Static quasigeostrophic potential vorticity (QGPV) inversion is used to attribute a particular geopotential height field to the QGPV associated with the precursor disturbances. Prognostic QGPV inversion is used to quantify the instantaneous geopotential height tendencies attributable to the flow components obtained from the static inversion. The full flow is partitioned into the following components: the northern upper precursor, the southern upper precursor, and the background flow.
The static-inversion results for the upper precursors exhibit the structure of baroclinic vortices, with maximum amplitude near the tropopause. During the 48 h period spanning the period of study of this event, these vortices rotate cyclonically about a point between them with the rate of rotation increasing as the vortices draw closer together. The background flow appears as a synoptic-scale trough, with the meridional tilt of the trough axis positive (negative) prior to (during) rapid surface cyclogenesis. Prior to surface cyclogenesis, the background flow is also confluent in the vicinity of the vortices, acting to bring them closer together.

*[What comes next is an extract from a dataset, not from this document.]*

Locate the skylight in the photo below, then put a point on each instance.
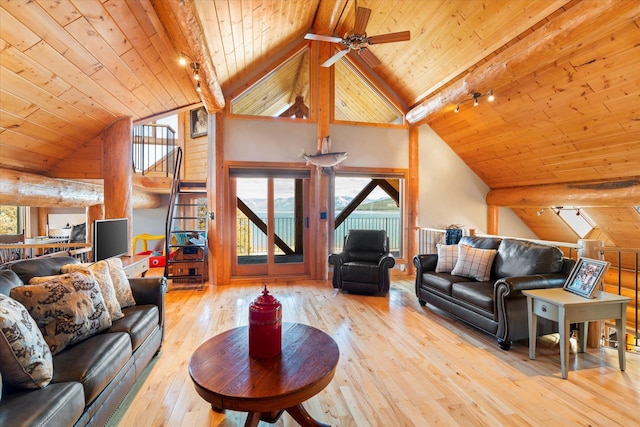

Rapid surface cyclogenesis occurs as the vortices achieve their closest approach (i.e., ``merge").
Three types of interaction are identified and quantified with the prognostic inversion: vortex--vortex, vortex--retrogression, and background advection. The first interaction is due to vortex-induced flows advecting the QGPV of other vortices; the second interaction is due to vortex-induced flows advecting background QGPV; and the third interaction is due to the background flow advecting vortex QGPV. This interpretation rests upon the assumption that these interactions dominate the ``self-advections'' by individual vortices (i.e., the advection of vortex QGPV by its self-induced flow) and by the background flow. Solutions for the observed case confirm that the vortex--vortex interactions become more robust as the vortices come closer together. However, the background advections are dominant and act to bring the vortices closer together. A local maximum in 500 hPa geopotential height falls in the cyclogenetic region is due to the superposition of advections of the southern vortex by the northern vortex and by the background flow, a combined effect of vortex--vortex and background-advection interactions.
A simple model is proposed that includes the three primary elements of this case: two vortices and background flow. For a barotropic atmosphere on an f-plane, the vortices are represented by rigid vortex patches, and the background flow by a hyperbolic deformation field that is fixed in time. Solutions representative of observed parameters exhibit many of the properties of the observed case, including ``merger.'' Solutions corresponding to merger are found to be extremely sensitive to small changes in the deformation field for a given set of initial conditions describing vortex position, size, and strength, suggesting limitations to the predictability of the merger phenomenon.